Here are some useful search terms for different domains:

# Cancer-related
cancer_groups <- hgnc_search_groups("cancer")
oncogene_groups <- hgnc_search_groups("oncogene")

# Immunology
immune_groups <- hgnc_search_groups("immune")
cytokine_groups <- hgnc_search_groups("cytokine")
chemokine_groups <- hgnc_search_groups("chemokine")

# Metabolism
metabolic_groups <- hgnc_search_groups("metabol")
enzyme_groups <- hgnc_search_groups("enzyme")

# Neuroscience
neuro_groups <- hgnc_search_groups("neuro")
receptor_groups <- hgnc_search_groups("receptor")

# Development
homeobox_groups <- hgnc_search_groups("homeobox")
transcription_groups <- hgnc_search_groups("transcription")

Browsing All Groups

# Get all gene groups (this may return many results)
all_groups <- hgnc_search_groups("")

# How many total groups?
cat("Total gene groups:", nrow(all_groups), "\n")

# View a random sample
set.seed(42)
sample_groups <- all_groups[sample(nrow(all_groups), 10), ]
print(sample_groups[, c("gene_group_name", "gene_group_id")])

Getting Group Members

Basic Group Retrieval

Use hgnc_group_members() to get all genes in a specific group:

# Get members of a specific group by name
kinase_members <- hgnc_group_members("Protein kinases")

# View basic information
cat("Number of protein kinases:", nrow(kinase_members), "\n")

# View first few members
head(kinase_members[, c("symbol", "name", "hgnc_id")])

# Get members by group ID
# aurora_kinases <- hgnc_group_members("588")

Exploring Group Members

# Get detailed information about group members
kinase_members <- hgnc_group_members("Protein kinases")

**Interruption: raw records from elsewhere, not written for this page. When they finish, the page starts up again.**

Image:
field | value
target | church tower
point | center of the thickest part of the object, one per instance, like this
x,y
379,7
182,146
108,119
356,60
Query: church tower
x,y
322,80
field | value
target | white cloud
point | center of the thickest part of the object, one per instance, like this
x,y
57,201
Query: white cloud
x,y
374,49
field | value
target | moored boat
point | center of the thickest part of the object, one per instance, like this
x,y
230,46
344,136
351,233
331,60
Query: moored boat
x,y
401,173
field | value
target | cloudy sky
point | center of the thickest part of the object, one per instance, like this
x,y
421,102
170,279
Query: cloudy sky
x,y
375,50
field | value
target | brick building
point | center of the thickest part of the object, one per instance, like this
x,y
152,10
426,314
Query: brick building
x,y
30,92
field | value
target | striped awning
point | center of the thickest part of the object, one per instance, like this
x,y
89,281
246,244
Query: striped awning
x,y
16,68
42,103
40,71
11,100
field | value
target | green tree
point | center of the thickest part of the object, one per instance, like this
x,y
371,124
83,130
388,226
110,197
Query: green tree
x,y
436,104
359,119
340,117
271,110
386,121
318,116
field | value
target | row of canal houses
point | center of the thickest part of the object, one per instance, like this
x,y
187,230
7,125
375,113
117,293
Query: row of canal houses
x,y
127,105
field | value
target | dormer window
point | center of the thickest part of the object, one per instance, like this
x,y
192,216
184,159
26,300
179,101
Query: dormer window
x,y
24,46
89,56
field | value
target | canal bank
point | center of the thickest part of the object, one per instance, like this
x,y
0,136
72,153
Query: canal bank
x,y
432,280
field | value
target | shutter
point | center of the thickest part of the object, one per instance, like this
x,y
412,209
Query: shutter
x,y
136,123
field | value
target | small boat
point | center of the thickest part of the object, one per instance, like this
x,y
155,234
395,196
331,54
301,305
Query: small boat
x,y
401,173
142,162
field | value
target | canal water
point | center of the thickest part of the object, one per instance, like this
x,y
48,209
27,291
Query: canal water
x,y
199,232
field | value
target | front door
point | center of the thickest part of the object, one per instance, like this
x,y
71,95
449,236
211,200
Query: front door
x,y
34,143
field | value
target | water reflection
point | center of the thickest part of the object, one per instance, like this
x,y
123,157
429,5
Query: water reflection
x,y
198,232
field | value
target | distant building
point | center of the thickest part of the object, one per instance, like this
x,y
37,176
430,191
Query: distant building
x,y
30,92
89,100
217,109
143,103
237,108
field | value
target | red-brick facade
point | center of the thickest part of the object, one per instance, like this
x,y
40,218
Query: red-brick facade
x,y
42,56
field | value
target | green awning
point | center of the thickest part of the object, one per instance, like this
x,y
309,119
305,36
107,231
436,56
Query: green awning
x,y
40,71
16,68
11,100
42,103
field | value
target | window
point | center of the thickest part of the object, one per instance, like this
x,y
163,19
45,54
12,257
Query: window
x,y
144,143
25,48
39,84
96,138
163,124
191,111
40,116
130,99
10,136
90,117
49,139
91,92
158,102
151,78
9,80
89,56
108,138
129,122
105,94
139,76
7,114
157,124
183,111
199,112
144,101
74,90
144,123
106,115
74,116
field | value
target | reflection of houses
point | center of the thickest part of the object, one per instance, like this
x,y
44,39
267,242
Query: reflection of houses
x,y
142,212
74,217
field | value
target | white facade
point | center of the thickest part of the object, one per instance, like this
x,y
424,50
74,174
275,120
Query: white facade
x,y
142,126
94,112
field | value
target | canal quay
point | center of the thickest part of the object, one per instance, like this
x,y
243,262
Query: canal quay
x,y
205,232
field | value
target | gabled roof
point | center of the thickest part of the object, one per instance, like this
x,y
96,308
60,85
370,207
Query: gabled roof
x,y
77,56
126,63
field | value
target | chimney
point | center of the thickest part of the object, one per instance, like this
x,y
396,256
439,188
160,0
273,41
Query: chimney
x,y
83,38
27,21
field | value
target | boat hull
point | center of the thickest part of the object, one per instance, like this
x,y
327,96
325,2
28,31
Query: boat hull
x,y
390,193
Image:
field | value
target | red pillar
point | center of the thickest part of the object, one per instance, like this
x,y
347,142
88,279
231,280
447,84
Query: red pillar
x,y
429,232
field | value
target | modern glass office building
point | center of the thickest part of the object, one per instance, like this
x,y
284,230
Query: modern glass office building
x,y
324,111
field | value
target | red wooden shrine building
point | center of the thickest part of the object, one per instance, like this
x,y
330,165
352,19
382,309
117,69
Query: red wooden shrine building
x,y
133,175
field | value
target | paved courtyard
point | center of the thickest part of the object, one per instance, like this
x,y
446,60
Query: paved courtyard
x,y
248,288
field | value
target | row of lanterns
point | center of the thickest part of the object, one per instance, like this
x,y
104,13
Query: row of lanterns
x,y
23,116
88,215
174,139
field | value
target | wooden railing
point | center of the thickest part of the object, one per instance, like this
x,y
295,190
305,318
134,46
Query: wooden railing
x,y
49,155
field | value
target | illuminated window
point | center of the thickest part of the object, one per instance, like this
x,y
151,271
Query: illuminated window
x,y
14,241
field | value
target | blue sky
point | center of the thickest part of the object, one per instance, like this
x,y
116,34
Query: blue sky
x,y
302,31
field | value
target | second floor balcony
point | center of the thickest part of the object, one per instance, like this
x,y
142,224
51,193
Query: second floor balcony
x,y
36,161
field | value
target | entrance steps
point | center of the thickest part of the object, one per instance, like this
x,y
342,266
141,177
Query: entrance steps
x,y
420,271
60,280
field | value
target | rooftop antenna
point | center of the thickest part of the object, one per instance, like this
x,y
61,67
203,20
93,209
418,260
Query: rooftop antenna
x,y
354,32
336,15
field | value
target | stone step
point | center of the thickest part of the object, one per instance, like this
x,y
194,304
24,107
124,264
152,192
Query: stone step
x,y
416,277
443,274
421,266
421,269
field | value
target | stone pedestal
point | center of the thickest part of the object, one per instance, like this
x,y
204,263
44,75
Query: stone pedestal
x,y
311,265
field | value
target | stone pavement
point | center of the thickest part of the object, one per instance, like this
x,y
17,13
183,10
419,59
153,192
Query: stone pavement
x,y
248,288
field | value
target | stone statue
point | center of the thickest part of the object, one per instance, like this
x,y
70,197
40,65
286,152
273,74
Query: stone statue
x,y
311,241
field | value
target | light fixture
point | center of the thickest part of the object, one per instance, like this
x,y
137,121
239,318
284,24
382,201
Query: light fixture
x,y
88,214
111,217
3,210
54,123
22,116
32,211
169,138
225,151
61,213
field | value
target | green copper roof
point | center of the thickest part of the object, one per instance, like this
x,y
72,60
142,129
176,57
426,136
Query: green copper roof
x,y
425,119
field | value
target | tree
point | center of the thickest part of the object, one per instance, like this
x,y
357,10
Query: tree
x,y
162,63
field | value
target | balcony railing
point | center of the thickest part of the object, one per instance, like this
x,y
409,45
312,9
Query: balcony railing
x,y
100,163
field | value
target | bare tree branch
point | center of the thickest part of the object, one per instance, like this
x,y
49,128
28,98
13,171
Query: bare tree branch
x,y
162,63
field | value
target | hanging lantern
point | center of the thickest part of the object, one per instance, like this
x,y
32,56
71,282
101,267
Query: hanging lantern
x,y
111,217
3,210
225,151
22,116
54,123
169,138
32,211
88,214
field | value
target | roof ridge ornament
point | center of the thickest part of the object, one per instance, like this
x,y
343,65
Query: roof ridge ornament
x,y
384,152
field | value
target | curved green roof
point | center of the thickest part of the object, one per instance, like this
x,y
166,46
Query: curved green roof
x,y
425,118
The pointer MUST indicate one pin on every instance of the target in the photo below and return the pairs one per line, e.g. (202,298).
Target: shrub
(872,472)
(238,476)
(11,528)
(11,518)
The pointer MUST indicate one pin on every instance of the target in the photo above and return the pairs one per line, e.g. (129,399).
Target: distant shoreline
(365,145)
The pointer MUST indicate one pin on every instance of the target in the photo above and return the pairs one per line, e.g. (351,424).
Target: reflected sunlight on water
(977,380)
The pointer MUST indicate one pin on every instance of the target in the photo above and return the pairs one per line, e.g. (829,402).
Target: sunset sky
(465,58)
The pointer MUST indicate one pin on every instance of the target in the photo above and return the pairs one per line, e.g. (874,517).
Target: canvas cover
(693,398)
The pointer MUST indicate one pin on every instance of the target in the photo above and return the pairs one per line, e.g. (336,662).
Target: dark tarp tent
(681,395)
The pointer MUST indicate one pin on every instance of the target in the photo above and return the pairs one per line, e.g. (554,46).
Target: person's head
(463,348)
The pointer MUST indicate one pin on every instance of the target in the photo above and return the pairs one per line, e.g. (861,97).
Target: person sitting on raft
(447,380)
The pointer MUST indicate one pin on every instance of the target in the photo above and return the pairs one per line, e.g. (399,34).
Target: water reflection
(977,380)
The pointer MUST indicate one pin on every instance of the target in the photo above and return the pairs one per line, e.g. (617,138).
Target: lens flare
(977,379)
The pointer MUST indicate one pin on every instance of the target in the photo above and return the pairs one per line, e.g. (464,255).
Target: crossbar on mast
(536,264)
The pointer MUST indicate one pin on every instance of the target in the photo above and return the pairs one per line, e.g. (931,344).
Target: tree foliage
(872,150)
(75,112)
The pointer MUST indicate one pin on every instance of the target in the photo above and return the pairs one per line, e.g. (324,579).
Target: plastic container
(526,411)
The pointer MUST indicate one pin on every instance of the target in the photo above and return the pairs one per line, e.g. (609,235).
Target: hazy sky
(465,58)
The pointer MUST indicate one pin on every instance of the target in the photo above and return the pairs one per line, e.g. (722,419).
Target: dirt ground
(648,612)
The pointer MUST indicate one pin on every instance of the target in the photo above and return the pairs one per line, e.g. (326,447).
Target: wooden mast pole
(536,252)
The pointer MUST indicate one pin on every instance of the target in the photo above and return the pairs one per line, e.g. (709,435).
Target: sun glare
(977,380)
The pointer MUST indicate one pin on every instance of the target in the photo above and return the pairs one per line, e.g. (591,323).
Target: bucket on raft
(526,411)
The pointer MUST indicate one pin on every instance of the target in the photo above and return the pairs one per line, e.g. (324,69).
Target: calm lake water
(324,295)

# What fields are available?
colnames(kinase_members)

# View symbols
kinase_symbols <- kinase_members$symbol
cat("Kinase symbols:\n")
head(kinase_symbols, 20)

# Export to file for further analysis
# write.csv(kinase_members, "protein_kinases.csv", row.names = FALSE)

Building Gene Panels from Groups

Example 1: DNA Repair Genes

# Search for DNA repair groups
dna_repair_groups <- hgnc_search_groups("DNA repair")

# View available groups
print(dna_repair_groups$gene_group_name)

# Get members from multiple related groups
# For this example, let's get Fanconi anemia genes
fanconi_genes <- hgnc_group_members("Fanconi anemia")

# Build a panel
fanconi_panel <- fanconi_genes$symbol

cat("Fanconi anemia panel (", length(fanconi_panel), " genes):\n", sep = "")
cat(paste(fanconi_panel, collapse = ", "), "\n")

# Validate the panel
validation <- hgnc_validate_panel(fanconi_panel)
cat("\nValidation status:", validation$summary$status, "\n")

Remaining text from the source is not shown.